Autre élément à prendre en compte : le paramétrage des algorithmes – qui organisent l’activité, attribuent les courses… – par les entreprises peut entraîner une intensification du travail, comme le cumul de plusieurs commandes en une seule course. Il ne tient pas compte du facteur humain et de la réalité du terrain, et limite aussi l’autonomie des travailleurs, ce qui est une source avérée de risques psychosociaux. Or, les RPS constituent un facteur aggravant des TMS.
Alors, quelles pourraient être les pistes pour améliorer la prévention des risques professionnels de ce secteur ? Certaines entreprises du quick commerce se sont d’ores et déjà dotées de responsables HSE, ce qui montre une prise de conscience.
Parmi les autres pistes à suivre : « Pour les livraisons de pizzas, cela fait des années que le délai d’une demi-heure est installé, relate Marc Malenfer. Faire moins ne semble pas tenable. » Par ailleurs, ces entreprises pourraient construire des solutions de prévention avec les salariés, retravailler avec eux le catalogue des produits livrables, – et donner des règles de constitution de paniers, notamment pour fixer un poids limite –, sélectionner des véhicules adaptés à l’activité (vélo ou scooter électrique avec des coffres pour ne plus avoir la marchandise sur le dos) et gérer leur entretien, former des travailleurs à la conduite en sécurité et à la manutention, et, supprimer les systèmes de notation et de tout ce qui peut inciter le travailleur à prendre des risques (prime à la course)… Des avancées qui supposent, avant tout, une profonde révision des promesses marketing faites aux clients.

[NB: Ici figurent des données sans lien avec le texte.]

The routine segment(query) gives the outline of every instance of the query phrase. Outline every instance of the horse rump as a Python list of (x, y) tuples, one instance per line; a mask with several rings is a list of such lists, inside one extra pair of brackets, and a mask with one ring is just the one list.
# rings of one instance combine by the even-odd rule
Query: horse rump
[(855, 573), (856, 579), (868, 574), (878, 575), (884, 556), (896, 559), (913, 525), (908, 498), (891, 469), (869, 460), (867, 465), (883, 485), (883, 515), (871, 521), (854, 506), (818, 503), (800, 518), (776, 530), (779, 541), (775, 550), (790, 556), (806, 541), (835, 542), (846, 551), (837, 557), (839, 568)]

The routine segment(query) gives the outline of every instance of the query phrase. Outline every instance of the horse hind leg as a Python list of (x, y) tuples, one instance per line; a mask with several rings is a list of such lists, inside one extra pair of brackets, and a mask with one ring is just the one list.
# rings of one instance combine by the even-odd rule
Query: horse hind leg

L’ORGANISATION DES PLATES-FORMES DE LIVRAISON DE REPAS
Une étude réalisée par la chaire Logistics City de l’université Gustave-Eiffel a permis de définir une typologie des livreurs de plates-formes, ayant le statut d’auto-entrepreneurs : des hommes, jeunes, issus de l’immigration, parfois sans papiers. Ils travaillent en moyenne 9 h/jour, 6 à 7 jours/semaine, pour moins de 1 500 €/mois avant versement des cotisations sociales. Plus largement, ces nouvelles formes de travail posent de nombreuses questions, au-delà du seul travail, sur les plans sociaux, juridiques, économiques, sociétaux, d’aménagement urbain... « Le travail de plate-forme est pensé comme un laboratoire des transformations sociales, observe Josepha Dirringer, juriste et maîtresse de conférence à l’université de Rennes. Il peut ainsi être pensé par certains comme le dépassement du salariat. » À travers ces organisations, de multiples transformations sont à l’oeuvre. Sous couvert d’autonomie et d'émancipation des travailleurs, elles transfèrent sur ces derniers les risques économique, social, physique. Ces activités s’étant développées sans prendre en compte la santé et la sécurité des travailleurs, les pistes d’amélioration sont multiples. En commençant par appliquer les principes généraux de prévention.